The ministry said that Solomon Kimeridze, who in the past was convicted for a robbery, “died due to injuries not compatible with life.”
It also said that the case was investigated by the Shida Kartli and Mtskheta-Mtianeti district prosecutor’s office.
The statement was released after the case gained publicity following a report on the Tbilisi-based Maestro TV. The case was also raised by a lawmaker Giorgi Tsagareishvili, who is with Bidzina Ivanishvili’s opposition coalition, during his rebuttal speech to President Saakashvili’s state of the nation address late on February 28. He accused the police of “brutally torturing and killing” Solomon Kimeridze in the police station in Khashuri.
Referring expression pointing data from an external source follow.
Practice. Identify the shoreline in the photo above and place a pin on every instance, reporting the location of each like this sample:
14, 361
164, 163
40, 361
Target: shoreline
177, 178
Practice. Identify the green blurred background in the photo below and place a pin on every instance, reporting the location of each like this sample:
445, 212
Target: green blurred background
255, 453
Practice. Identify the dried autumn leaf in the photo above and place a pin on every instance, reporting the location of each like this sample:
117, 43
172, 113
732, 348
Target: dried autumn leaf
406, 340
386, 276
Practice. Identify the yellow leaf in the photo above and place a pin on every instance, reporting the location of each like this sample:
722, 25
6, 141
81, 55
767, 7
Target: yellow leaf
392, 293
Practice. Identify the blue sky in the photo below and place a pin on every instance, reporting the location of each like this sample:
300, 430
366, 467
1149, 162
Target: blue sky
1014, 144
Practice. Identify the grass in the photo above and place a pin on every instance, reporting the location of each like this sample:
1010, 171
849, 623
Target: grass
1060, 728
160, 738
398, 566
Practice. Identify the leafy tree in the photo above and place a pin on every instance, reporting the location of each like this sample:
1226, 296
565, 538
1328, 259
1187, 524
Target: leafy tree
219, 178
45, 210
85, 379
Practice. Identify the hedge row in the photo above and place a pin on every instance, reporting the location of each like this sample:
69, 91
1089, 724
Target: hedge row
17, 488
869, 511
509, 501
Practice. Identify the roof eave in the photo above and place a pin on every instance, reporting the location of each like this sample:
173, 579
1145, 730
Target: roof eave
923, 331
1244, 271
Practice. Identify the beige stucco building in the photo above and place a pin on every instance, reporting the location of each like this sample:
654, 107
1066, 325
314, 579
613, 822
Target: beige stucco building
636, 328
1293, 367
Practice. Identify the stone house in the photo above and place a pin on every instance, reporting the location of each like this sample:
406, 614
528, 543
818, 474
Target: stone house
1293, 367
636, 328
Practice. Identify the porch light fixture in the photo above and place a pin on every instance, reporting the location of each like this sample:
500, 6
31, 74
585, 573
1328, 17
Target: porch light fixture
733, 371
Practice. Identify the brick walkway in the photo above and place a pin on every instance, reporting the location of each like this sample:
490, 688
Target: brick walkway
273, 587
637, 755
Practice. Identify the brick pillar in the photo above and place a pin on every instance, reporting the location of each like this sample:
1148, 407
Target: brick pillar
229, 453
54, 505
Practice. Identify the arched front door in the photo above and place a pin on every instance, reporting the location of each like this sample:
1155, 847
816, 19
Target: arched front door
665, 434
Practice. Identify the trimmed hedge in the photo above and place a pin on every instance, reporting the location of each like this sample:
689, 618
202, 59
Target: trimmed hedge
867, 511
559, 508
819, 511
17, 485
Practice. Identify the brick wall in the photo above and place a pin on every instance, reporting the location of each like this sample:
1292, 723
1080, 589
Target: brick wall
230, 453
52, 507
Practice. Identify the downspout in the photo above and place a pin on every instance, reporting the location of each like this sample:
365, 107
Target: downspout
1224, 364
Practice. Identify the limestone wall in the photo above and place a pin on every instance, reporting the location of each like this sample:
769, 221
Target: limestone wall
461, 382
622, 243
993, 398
Kimeridze’s family members said that his body had numerous bruises, including on the face and they want to know what happened in the police station. Sozar Subari, ex-public defender now with Ivanishvili’s public movement Georgian Dream, who visited Kimeridze’s family on February 28, said he was sure that the man was “tortured” while in police custody. Subari said, that the police version of Kimeridze’s death “is a fairy-tale that no one believes in. He requested the Georgian public defender to look into the case and to oversee an independent medical examination to find out an exact nature of injuries.